It is a Scala-based implementation of the data science exploration written in Python. In addition to training a model, we also have the ability to batch-evaluate a set of data stored in a file through the trained model.
When you execute the model training, you'll get various lines of output as the data is cleaned and the model is built. To view this output, use the link provided by the Spark job console output. This will look like the following:
The original data is split into training data and test data, and the above is the results of running the test data through the model.
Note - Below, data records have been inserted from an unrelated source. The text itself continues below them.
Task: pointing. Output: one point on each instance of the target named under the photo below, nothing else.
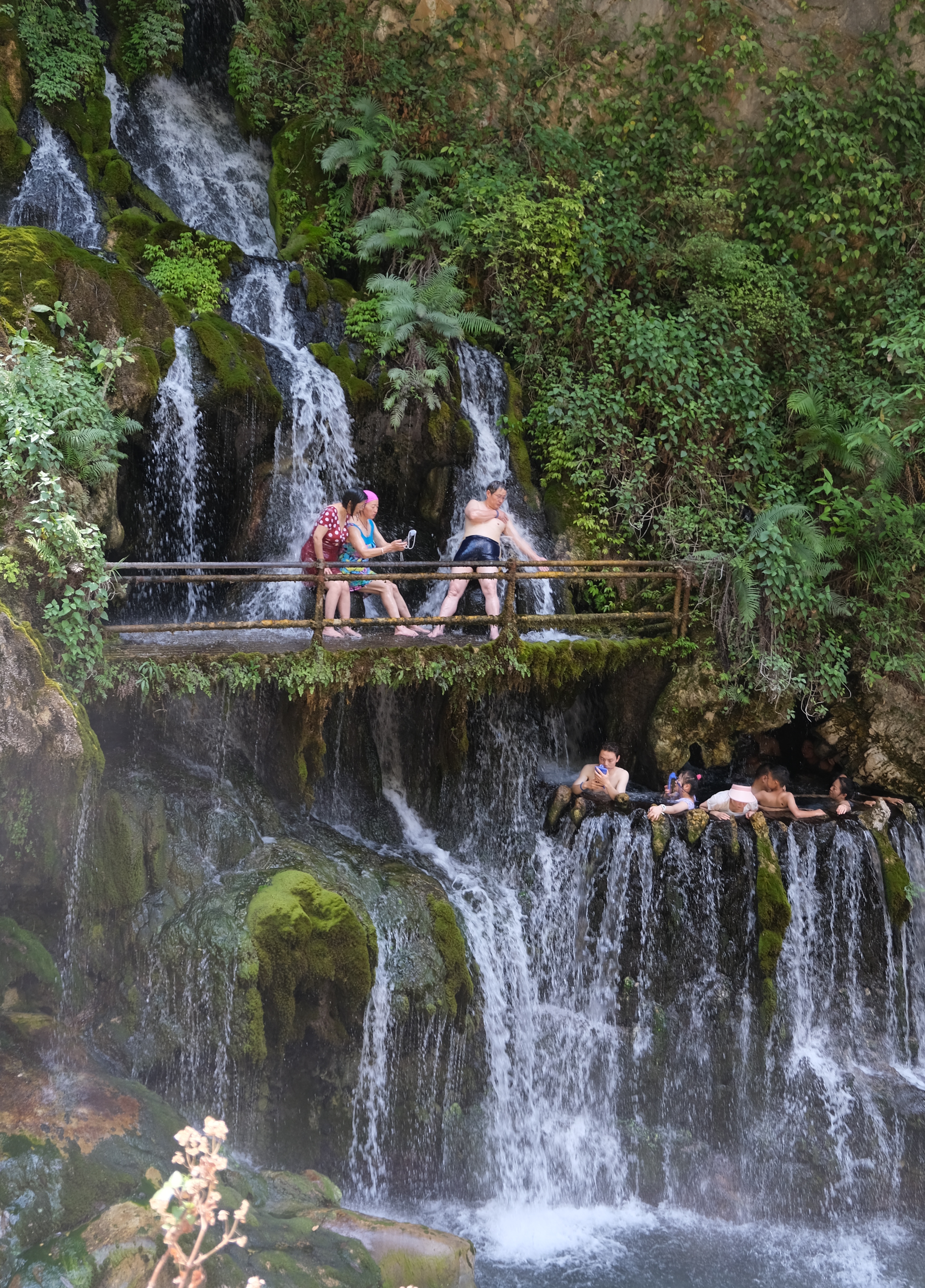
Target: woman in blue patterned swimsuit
(366, 540)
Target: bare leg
(453, 598)
(346, 611)
(491, 602)
(332, 601)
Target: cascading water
(314, 458)
(627, 1059)
(53, 195)
(185, 145)
(485, 401)
(177, 468)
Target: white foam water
(53, 195)
(485, 402)
(314, 458)
(178, 464)
(185, 145)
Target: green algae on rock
(346, 370)
(451, 947)
(897, 881)
(239, 363)
(308, 941)
(774, 914)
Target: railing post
(677, 612)
(509, 611)
(319, 602)
(686, 605)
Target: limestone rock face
(880, 737)
(37, 722)
(691, 710)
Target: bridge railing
(319, 576)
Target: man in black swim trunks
(485, 526)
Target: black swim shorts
(479, 551)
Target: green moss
(21, 954)
(86, 123)
(517, 442)
(661, 835)
(88, 1186)
(346, 370)
(316, 290)
(774, 912)
(33, 261)
(15, 153)
(343, 292)
(118, 879)
(697, 824)
(897, 883)
(451, 947)
(296, 177)
(239, 363)
(464, 440)
(307, 939)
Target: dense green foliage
(718, 329)
(191, 270)
(57, 429)
(65, 55)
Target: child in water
(687, 782)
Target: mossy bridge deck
(244, 633)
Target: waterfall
(314, 458)
(627, 1058)
(177, 467)
(185, 145)
(485, 401)
(53, 195)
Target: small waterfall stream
(53, 195)
(485, 402)
(186, 146)
(178, 468)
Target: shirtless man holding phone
(485, 526)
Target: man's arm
(583, 777)
(802, 813)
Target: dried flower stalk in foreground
(191, 1202)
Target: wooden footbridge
(320, 576)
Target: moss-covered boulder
(314, 952)
(48, 758)
(346, 370)
(240, 366)
(15, 153)
(105, 297)
(880, 737)
(692, 710)
(296, 186)
(774, 914)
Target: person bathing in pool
(485, 526)
(366, 540)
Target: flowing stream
(53, 195)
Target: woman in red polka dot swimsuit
(326, 541)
The "label" column denotes which label (0=legitimate, 1=fraudulent) the row of data truly falls into
The "features" column is all the data that went into training the model, in vectorized format because that is the way the model understands the data
The "probabilities" column denotes how likely the model thinks each of the labels is (first number being 0, second number being 1), and the "prediction" column is what the model thinks the data falls into. You can add additional print statements and re-run the training to explore
When you execute the evaluation portion of this project (instructions in the GitHub repo), you will re-load the model from disk and use test data from a file to see if the model is predicting correctly. Note that it is a bad practice to use test data from the training set (like I have) but for simplicity I have done that. You can go to the Spark UI as above to view the output.
And there you have it, a straightforward approach to building a Gradient Boosted Decision Tree Machine Learning model based off of financial data. This approach can be applied not only to Finance but can be used to train a whole variety of use cases in other industries.